Traditional research models also tend to follow the clinical definition of impairments in social communication and emotions without offering personalized therapeutic help to autistic individuals. There is a critical need to redefine autism with the aim of co-adapting and connecting with this exponentially growing sector of society.
Here, we hypothesize that there are social and emotional competencies hidden in the movements’ nuances that escape the naked eye. Further, we posit that we can extract such information using highly scalable means such as videos from smartphones.

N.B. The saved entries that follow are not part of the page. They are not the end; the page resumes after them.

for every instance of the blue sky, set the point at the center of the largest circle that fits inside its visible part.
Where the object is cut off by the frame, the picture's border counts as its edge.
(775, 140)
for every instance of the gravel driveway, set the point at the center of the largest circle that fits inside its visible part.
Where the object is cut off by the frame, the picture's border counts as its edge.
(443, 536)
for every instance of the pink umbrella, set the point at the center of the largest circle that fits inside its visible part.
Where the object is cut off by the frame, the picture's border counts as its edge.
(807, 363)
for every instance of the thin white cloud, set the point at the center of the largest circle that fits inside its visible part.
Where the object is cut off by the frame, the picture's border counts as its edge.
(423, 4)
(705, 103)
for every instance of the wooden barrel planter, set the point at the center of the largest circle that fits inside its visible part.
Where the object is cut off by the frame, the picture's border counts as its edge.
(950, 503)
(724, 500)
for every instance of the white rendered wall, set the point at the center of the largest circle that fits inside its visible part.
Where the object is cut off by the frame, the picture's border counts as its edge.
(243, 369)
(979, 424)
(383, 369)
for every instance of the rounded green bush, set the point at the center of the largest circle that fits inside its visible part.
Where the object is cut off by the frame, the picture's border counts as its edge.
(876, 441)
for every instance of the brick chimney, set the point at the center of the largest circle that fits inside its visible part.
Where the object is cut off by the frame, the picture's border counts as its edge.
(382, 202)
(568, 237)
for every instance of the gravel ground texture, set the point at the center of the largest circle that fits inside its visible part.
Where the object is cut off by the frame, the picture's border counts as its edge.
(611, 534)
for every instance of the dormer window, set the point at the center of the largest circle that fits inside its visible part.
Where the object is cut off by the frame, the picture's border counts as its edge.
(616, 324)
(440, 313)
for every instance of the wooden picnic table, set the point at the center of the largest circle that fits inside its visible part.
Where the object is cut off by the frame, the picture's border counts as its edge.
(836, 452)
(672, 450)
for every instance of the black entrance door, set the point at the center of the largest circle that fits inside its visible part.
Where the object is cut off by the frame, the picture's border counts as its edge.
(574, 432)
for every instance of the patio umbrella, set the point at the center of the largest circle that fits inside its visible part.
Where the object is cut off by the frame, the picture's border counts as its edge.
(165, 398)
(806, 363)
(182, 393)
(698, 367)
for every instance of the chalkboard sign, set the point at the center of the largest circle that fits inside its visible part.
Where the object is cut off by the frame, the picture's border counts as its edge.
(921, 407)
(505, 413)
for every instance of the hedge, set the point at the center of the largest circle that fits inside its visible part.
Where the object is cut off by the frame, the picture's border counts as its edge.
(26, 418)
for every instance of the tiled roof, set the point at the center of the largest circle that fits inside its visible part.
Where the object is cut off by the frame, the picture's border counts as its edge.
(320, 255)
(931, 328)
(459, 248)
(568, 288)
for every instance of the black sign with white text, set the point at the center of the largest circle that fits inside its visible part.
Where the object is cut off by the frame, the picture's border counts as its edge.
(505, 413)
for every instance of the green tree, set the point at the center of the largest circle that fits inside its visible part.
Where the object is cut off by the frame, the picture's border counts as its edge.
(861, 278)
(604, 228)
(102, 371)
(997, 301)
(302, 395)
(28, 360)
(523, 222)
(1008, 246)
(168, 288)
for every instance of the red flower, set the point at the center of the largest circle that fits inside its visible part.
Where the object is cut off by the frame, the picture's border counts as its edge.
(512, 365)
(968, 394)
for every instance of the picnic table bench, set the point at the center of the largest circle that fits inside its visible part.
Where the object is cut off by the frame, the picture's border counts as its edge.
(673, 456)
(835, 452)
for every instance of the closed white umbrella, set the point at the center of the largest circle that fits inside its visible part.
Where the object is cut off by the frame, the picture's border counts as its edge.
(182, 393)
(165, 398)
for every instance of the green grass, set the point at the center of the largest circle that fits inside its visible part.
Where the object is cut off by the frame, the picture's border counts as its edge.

Methods: Using a phone/tablet app, we recorded brief face videos from 126 individuals (56 on the spectrum of autism) to assess their facial micro-motions during several emotional probes in relation to their resting state.
We extracted the micro-movement spikes (MMSs) from the motion speed along 68 points of the OpenFace grid and empirically determined the continuous family of probability distribution functions best characterizing the MMSs in a maximum likelihood sense.
Further, we analyzed the action units across the face to determine their presence and intensity across the cohort.
Results: We find that the continuous Gamma family of probability distribution functions describes best the empirical face speed variability and offers several parameter spaces to automatically classify participants.
Unambiguous separation at rest denotes marked differences in stochastic patterns between neurotypicals and autistic individuals amenable to further separate autistic individuals according to the required level of support.
Both groups have comparable action units present during emotional probes. They, however, operate within parameter ranges that fall outside our perceptual umwelt and, as such, do not meet our expectations from prior experiences. We cannot detect them.
Conclusions: This work offers new methods to detect hidden facial features and begin the path of augmenting our perception to include those signatures of the autism spectrum that can enhance our capacity for social interactions, communication, and emotional support to meet theirs.